Na minha longínqua infância,
havia aquele muro intransponível do quintal da minha avó
tão assustadoramente alto
que nem a minha imaginação se atrevia a dar o salto
para o outro lado.

Do lado de cá havia dois canteiros com flores de nomes estranhos,

um banco de tábuas castanhas e pés de ferro,
em frente a uma gaiola enorme onde pássaros amarelos e azuis
vivam em permanente agitação, à procura da saída 
e um pequeno lago redondo onde rodopiavam, sem descanso,
peixes verdes e vermelhos com reflexos alaranjados.
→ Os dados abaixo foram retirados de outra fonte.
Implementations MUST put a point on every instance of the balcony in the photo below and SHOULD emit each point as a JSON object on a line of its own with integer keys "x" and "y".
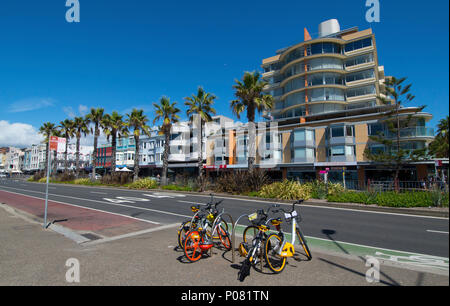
{"x": 412, "y": 133}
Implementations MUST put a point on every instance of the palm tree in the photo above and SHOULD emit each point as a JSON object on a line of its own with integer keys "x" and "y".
{"x": 250, "y": 97}
{"x": 81, "y": 128}
{"x": 67, "y": 129}
{"x": 138, "y": 122}
{"x": 114, "y": 126}
{"x": 200, "y": 104}
{"x": 47, "y": 129}
{"x": 168, "y": 113}
{"x": 439, "y": 146}
{"x": 397, "y": 95}
{"x": 96, "y": 118}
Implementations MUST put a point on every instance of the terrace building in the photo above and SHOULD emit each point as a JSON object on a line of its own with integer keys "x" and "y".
{"x": 326, "y": 106}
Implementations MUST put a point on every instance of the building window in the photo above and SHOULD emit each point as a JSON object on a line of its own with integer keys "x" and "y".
{"x": 337, "y": 132}
{"x": 359, "y": 44}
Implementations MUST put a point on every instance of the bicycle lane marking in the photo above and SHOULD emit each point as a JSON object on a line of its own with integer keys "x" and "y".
{"x": 112, "y": 202}
{"x": 395, "y": 256}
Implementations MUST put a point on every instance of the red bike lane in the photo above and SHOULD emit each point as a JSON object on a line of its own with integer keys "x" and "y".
{"x": 79, "y": 219}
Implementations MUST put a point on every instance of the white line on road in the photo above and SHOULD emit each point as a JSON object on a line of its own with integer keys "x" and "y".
{"x": 98, "y": 192}
{"x": 439, "y": 232}
{"x": 85, "y": 207}
{"x": 102, "y": 202}
{"x": 189, "y": 202}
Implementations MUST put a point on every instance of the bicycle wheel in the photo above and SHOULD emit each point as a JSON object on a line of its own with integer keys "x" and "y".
{"x": 250, "y": 233}
{"x": 217, "y": 236}
{"x": 275, "y": 262}
{"x": 182, "y": 231}
{"x": 192, "y": 249}
{"x": 224, "y": 237}
{"x": 303, "y": 243}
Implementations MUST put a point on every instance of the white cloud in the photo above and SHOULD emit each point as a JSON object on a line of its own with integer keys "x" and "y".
{"x": 68, "y": 110}
{"x": 18, "y": 134}
{"x": 82, "y": 109}
{"x": 26, "y": 105}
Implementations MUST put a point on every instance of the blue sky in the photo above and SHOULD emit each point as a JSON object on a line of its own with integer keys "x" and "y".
{"x": 126, "y": 54}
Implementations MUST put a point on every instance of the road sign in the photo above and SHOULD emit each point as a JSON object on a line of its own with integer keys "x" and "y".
{"x": 53, "y": 144}
{"x": 56, "y": 142}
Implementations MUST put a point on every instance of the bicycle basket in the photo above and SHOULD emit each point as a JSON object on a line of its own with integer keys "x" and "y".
{"x": 243, "y": 249}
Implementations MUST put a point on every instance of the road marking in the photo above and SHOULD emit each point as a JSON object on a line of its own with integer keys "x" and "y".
{"x": 323, "y": 207}
{"x": 189, "y": 202}
{"x": 106, "y": 203}
{"x": 98, "y": 192}
{"x": 268, "y": 202}
{"x": 439, "y": 232}
{"x": 122, "y": 215}
{"x": 151, "y": 230}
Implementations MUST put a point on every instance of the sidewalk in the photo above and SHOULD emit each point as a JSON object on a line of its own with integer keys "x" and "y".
{"x": 31, "y": 255}
{"x": 441, "y": 212}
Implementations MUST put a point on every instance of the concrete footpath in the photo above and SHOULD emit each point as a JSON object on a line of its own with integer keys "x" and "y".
{"x": 31, "y": 255}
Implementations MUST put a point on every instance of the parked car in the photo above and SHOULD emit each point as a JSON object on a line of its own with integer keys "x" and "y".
{"x": 97, "y": 176}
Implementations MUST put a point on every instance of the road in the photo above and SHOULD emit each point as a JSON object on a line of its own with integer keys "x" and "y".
{"x": 400, "y": 232}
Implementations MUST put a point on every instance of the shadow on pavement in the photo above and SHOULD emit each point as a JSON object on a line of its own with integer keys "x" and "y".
{"x": 329, "y": 233}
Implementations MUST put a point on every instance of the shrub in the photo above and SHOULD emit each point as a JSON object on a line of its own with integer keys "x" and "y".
{"x": 392, "y": 198}
{"x": 177, "y": 188}
{"x": 116, "y": 178}
{"x": 286, "y": 190}
{"x": 241, "y": 182}
{"x": 65, "y": 177}
{"x": 82, "y": 181}
{"x": 145, "y": 183}
{"x": 42, "y": 180}
{"x": 37, "y": 176}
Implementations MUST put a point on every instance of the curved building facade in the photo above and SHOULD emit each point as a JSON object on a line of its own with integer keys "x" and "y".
{"x": 333, "y": 73}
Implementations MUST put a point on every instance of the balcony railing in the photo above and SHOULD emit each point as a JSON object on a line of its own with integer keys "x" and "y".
{"x": 412, "y": 132}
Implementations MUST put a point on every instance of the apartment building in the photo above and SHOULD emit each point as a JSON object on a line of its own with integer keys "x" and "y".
{"x": 3, "y": 152}
{"x": 326, "y": 107}
{"x": 14, "y": 160}
{"x": 184, "y": 146}
{"x": 125, "y": 150}
{"x": 183, "y": 154}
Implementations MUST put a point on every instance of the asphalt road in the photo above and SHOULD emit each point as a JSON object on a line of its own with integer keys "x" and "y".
{"x": 417, "y": 234}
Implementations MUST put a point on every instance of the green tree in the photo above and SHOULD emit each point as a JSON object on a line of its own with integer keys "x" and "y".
{"x": 67, "y": 128}
{"x": 200, "y": 104}
{"x": 95, "y": 117}
{"x": 393, "y": 154}
{"x": 168, "y": 113}
{"x": 250, "y": 97}
{"x": 81, "y": 128}
{"x": 439, "y": 146}
{"x": 114, "y": 126}
{"x": 138, "y": 122}
{"x": 47, "y": 129}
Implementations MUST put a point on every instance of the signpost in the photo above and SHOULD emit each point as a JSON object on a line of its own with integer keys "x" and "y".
{"x": 52, "y": 146}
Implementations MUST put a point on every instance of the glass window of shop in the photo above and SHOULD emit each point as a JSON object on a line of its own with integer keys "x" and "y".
{"x": 359, "y": 44}
{"x": 358, "y": 60}
{"x": 361, "y": 91}
{"x": 360, "y": 75}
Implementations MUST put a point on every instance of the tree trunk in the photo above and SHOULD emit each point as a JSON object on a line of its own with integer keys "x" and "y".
{"x": 94, "y": 159}
{"x": 200, "y": 156}
{"x": 113, "y": 152}
{"x": 55, "y": 165}
{"x": 47, "y": 147}
{"x": 136, "y": 158}
{"x": 251, "y": 146}
{"x": 78, "y": 156}
{"x": 399, "y": 159}
{"x": 65, "y": 155}
{"x": 166, "y": 157}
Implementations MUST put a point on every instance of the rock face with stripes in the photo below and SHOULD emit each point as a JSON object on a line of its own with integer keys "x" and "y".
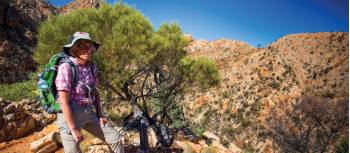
{"x": 19, "y": 21}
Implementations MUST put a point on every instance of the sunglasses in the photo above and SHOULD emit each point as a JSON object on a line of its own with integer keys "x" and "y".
{"x": 84, "y": 46}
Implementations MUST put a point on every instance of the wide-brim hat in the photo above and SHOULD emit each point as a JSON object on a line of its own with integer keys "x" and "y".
{"x": 79, "y": 36}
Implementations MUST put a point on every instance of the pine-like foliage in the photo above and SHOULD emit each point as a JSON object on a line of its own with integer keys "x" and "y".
{"x": 135, "y": 61}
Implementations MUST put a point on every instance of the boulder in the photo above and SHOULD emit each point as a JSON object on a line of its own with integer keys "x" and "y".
{"x": 211, "y": 135}
{"x": 48, "y": 143}
{"x": 233, "y": 148}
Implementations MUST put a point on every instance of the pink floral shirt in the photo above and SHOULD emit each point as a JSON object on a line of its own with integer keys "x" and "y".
{"x": 87, "y": 75}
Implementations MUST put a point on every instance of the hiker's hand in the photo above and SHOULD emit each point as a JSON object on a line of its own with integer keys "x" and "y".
{"x": 77, "y": 135}
{"x": 103, "y": 121}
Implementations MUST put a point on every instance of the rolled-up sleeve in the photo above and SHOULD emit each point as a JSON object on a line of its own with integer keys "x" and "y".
{"x": 63, "y": 79}
{"x": 96, "y": 75}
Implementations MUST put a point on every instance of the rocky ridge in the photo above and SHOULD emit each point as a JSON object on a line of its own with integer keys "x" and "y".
{"x": 19, "y": 21}
{"x": 20, "y": 118}
{"x": 254, "y": 79}
{"x": 80, "y": 4}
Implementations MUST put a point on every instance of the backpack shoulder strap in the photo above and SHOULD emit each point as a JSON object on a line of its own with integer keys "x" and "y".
{"x": 73, "y": 67}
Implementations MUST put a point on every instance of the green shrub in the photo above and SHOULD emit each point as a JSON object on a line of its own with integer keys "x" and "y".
{"x": 20, "y": 90}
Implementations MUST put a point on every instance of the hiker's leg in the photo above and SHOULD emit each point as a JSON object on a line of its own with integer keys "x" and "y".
{"x": 68, "y": 142}
{"x": 105, "y": 133}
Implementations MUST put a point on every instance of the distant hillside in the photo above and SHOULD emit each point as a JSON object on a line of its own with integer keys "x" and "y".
{"x": 19, "y": 23}
{"x": 19, "y": 20}
{"x": 254, "y": 79}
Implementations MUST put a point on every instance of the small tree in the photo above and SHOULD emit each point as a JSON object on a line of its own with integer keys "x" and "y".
{"x": 139, "y": 64}
{"x": 311, "y": 125}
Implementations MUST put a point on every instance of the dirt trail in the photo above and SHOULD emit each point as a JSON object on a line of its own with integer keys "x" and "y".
{"x": 22, "y": 145}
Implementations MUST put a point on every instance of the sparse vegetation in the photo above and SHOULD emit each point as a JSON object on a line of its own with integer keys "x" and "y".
{"x": 20, "y": 90}
{"x": 310, "y": 125}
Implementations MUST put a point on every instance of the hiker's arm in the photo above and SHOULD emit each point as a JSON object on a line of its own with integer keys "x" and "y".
{"x": 97, "y": 104}
{"x": 63, "y": 98}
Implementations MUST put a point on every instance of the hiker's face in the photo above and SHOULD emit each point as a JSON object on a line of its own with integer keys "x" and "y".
{"x": 84, "y": 50}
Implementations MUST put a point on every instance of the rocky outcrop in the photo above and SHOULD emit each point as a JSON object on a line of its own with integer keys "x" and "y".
{"x": 19, "y": 118}
{"x": 19, "y": 21}
{"x": 80, "y": 4}
{"x": 254, "y": 79}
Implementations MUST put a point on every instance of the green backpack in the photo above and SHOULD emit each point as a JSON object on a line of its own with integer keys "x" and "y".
{"x": 46, "y": 84}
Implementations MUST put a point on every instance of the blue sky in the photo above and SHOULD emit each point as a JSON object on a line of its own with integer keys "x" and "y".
{"x": 251, "y": 21}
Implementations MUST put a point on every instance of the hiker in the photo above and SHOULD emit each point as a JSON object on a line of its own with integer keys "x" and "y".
{"x": 78, "y": 103}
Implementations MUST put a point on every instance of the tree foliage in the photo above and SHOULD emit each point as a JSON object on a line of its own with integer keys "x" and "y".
{"x": 136, "y": 62}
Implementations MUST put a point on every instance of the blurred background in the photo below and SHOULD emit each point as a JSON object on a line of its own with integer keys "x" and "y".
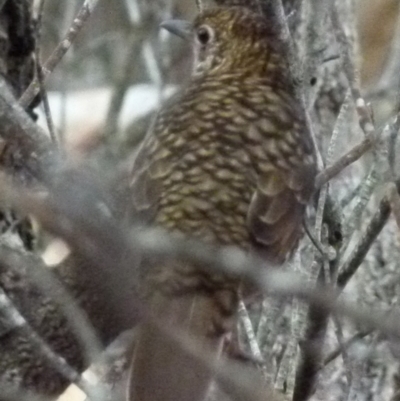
{"x": 121, "y": 65}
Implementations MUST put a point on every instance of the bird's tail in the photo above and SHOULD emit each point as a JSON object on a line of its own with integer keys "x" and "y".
{"x": 163, "y": 371}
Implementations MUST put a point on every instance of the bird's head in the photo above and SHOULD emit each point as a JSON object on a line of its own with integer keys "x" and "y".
{"x": 226, "y": 39}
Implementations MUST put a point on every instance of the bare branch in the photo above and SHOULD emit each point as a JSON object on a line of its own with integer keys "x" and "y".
{"x": 79, "y": 22}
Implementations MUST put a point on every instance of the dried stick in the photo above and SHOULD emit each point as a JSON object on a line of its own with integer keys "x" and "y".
{"x": 369, "y": 235}
{"x": 18, "y": 323}
{"x": 344, "y": 161}
{"x": 79, "y": 22}
{"x": 104, "y": 241}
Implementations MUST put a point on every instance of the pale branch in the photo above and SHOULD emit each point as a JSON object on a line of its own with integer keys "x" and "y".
{"x": 249, "y": 330}
{"x": 40, "y": 76}
{"x": 61, "y": 49}
{"x": 19, "y": 324}
{"x": 370, "y": 233}
{"x": 109, "y": 245}
{"x": 346, "y": 345}
{"x": 389, "y": 79}
{"x": 394, "y": 200}
{"x": 365, "y": 119}
{"x": 344, "y": 161}
{"x": 44, "y": 279}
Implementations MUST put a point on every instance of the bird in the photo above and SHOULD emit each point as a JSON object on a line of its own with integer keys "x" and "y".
{"x": 230, "y": 162}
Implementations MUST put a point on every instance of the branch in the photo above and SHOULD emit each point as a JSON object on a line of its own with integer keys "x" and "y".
{"x": 58, "y": 53}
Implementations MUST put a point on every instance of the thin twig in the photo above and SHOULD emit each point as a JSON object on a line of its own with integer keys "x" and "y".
{"x": 350, "y": 157}
{"x": 79, "y": 22}
{"x": 40, "y": 77}
{"x": 369, "y": 235}
{"x": 57, "y": 362}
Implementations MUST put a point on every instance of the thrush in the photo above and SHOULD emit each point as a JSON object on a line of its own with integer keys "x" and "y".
{"x": 229, "y": 161}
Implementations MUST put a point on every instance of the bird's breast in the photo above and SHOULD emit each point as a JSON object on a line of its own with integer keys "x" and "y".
{"x": 207, "y": 193}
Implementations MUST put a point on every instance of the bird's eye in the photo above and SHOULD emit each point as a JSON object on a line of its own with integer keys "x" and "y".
{"x": 204, "y": 34}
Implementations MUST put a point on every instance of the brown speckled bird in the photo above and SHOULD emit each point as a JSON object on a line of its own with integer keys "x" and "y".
{"x": 229, "y": 161}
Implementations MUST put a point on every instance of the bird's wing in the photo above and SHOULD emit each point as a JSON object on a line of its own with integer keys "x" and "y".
{"x": 283, "y": 189}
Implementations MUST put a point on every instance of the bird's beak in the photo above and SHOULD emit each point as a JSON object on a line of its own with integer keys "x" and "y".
{"x": 181, "y": 28}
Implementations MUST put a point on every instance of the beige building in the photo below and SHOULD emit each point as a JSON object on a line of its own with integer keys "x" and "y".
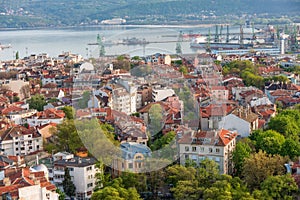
{"x": 215, "y": 145}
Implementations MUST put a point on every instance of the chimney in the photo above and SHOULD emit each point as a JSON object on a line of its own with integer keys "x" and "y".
{"x": 6, "y": 181}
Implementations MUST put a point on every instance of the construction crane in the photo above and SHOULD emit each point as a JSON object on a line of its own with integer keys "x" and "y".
{"x": 178, "y": 48}
{"x": 220, "y": 37}
{"x": 217, "y": 34}
{"x": 227, "y": 34}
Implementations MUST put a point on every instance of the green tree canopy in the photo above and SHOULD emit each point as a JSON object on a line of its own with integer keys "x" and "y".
{"x": 69, "y": 112}
{"x": 241, "y": 151}
{"x": 37, "y": 102}
{"x": 280, "y": 187}
{"x": 259, "y": 166}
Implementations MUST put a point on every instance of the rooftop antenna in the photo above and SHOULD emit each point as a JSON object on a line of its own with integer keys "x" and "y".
{"x": 217, "y": 34}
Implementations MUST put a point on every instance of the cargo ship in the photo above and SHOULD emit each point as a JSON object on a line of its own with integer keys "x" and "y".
{"x": 219, "y": 45}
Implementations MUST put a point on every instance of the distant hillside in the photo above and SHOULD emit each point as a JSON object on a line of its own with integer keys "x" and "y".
{"x": 28, "y": 13}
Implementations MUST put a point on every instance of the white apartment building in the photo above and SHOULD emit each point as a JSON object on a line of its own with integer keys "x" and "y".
{"x": 82, "y": 172}
{"x": 214, "y": 145}
{"x": 19, "y": 141}
{"x": 160, "y": 93}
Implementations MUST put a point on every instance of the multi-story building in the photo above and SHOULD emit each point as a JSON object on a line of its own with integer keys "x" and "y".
{"x": 19, "y": 140}
{"x": 216, "y": 145}
{"x": 21, "y": 183}
{"x": 132, "y": 158}
{"x": 82, "y": 172}
{"x": 50, "y": 115}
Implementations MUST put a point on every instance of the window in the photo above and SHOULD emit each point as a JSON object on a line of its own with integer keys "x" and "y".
{"x": 89, "y": 168}
{"x": 71, "y": 169}
{"x": 187, "y": 148}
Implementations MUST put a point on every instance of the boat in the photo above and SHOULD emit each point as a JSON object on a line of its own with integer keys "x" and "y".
{"x": 3, "y": 46}
{"x": 114, "y": 21}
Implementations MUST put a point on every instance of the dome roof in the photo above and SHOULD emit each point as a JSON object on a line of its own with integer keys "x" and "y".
{"x": 86, "y": 66}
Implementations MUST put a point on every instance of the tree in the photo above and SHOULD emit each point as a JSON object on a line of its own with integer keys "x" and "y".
{"x": 37, "y": 102}
{"x": 270, "y": 141}
{"x": 62, "y": 195}
{"x": 25, "y": 91}
{"x": 68, "y": 185}
{"x": 207, "y": 173}
{"x": 241, "y": 151}
{"x": 183, "y": 69}
{"x": 66, "y": 137}
{"x": 163, "y": 141}
{"x": 69, "y": 112}
{"x": 134, "y": 180}
{"x": 156, "y": 117}
{"x": 17, "y": 55}
{"x": 290, "y": 148}
{"x": 188, "y": 189}
{"x": 287, "y": 123}
{"x": 115, "y": 191}
{"x": 83, "y": 102}
{"x": 178, "y": 173}
{"x": 260, "y": 165}
{"x": 228, "y": 188}
{"x": 280, "y": 187}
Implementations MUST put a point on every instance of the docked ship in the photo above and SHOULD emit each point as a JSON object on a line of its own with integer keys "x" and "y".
{"x": 3, "y": 46}
{"x": 114, "y": 21}
{"x": 219, "y": 45}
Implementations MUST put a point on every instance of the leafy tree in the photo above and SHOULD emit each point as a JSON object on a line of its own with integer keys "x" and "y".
{"x": 83, "y": 102}
{"x": 62, "y": 195}
{"x": 290, "y": 148}
{"x": 270, "y": 141}
{"x": 187, "y": 189}
{"x": 25, "y": 91}
{"x": 102, "y": 179}
{"x": 228, "y": 188}
{"x": 163, "y": 141}
{"x": 280, "y": 187}
{"x": 67, "y": 138}
{"x": 208, "y": 172}
{"x": 37, "y": 102}
{"x": 134, "y": 180}
{"x": 178, "y": 173}
{"x": 68, "y": 185}
{"x": 287, "y": 123}
{"x": 259, "y": 166}
{"x": 17, "y": 55}
{"x": 69, "y": 112}
{"x": 116, "y": 190}
{"x": 241, "y": 151}
{"x": 183, "y": 69}
{"x": 156, "y": 117}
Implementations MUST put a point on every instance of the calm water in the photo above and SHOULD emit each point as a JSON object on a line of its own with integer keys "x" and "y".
{"x": 76, "y": 40}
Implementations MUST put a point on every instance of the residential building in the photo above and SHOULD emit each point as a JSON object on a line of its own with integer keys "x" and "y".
{"x": 242, "y": 120}
{"x": 132, "y": 158}
{"x": 216, "y": 145}
{"x": 50, "y": 115}
{"x": 21, "y": 183}
{"x": 19, "y": 140}
{"x": 82, "y": 172}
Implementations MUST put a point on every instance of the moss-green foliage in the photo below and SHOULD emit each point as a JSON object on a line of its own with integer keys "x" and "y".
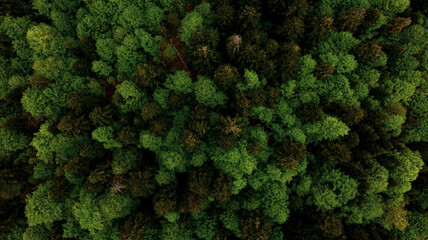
{"x": 206, "y": 119}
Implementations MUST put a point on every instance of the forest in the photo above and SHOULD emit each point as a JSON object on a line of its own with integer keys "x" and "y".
{"x": 213, "y": 119}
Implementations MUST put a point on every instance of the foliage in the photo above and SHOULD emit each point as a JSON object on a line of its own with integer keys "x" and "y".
{"x": 213, "y": 119}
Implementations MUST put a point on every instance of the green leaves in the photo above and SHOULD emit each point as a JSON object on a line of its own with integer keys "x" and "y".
{"x": 206, "y": 92}
{"x": 333, "y": 189}
{"x": 329, "y": 128}
{"x": 40, "y": 209}
{"x": 97, "y": 214}
{"x": 45, "y": 40}
{"x": 180, "y": 81}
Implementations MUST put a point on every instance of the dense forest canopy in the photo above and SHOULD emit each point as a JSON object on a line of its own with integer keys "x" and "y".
{"x": 213, "y": 119}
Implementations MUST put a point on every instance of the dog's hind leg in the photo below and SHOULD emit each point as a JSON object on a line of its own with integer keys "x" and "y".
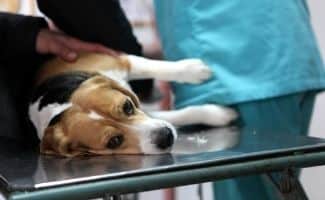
{"x": 208, "y": 114}
{"x": 184, "y": 71}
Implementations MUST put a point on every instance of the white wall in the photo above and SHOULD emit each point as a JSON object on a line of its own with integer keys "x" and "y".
{"x": 313, "y": 179}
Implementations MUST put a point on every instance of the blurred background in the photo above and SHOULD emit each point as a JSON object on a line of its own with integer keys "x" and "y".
{"x": 141, "y": 15}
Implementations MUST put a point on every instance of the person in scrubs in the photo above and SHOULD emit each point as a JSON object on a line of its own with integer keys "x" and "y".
{"x": 266, "y": 65}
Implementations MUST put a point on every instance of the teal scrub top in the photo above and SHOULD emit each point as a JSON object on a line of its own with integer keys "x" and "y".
{"x": 257, "y": 49}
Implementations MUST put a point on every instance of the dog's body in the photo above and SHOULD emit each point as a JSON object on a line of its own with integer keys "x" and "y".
{"x": 87, "y": 107}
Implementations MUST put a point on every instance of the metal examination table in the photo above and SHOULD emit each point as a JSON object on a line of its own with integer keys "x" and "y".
{"x": 200, "y": 155}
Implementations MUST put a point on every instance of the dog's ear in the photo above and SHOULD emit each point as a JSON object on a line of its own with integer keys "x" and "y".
{"x": 55, "y": 142}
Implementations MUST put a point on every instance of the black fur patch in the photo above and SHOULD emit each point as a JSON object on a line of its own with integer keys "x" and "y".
{"x": 58, "y": 89}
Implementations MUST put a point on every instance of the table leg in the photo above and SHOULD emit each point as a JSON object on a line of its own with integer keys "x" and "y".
{"x": 288, "y": 185}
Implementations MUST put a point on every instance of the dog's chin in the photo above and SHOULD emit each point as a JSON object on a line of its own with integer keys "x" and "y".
{"x": 152, "y": 150}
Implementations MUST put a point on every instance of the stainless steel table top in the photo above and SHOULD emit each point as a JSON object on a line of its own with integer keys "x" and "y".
{"x": 25, "y": 169}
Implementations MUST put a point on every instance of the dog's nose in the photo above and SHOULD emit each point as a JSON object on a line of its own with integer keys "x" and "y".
{"x": 163, "y": 138}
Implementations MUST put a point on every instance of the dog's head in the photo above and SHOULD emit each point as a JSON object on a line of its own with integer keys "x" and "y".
{"x": 80, "y": 113}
Passei esse ano, a cavalgar por planícies imaginárias, 

num cavalo de papelão com crinas e rabo de estopa
que eu pedira ao Menino Jesus e ele me deixara, 
na chaminé da cozinha, no último Natal.
Depois aparecia a minha avó e eu ia com ela
falar com os pássaros da gaiola, dar de comer aos peixes do lago
ou regar as flores com nomes estranhos
e era então que a minha avó me dizia que não conhecia o outro lado, 
porque nunca tinha espreitado  (era feio espreitar, dizia-me ela)
e eu ficava a olhar para o muro demasiado alto, tão alto 
que nem a imaginação da minha avó era capaz de transpor
e a censurar o Menino Jesus, que me dera aquele cavalo sem asas.

E, então lembrei-me que devia ter sido a minha avó que pedira

para me dar o cavalo sem asas,
para que eu não pudesse voar por cima do muro
e espreitar o outro lado da minha imaginação.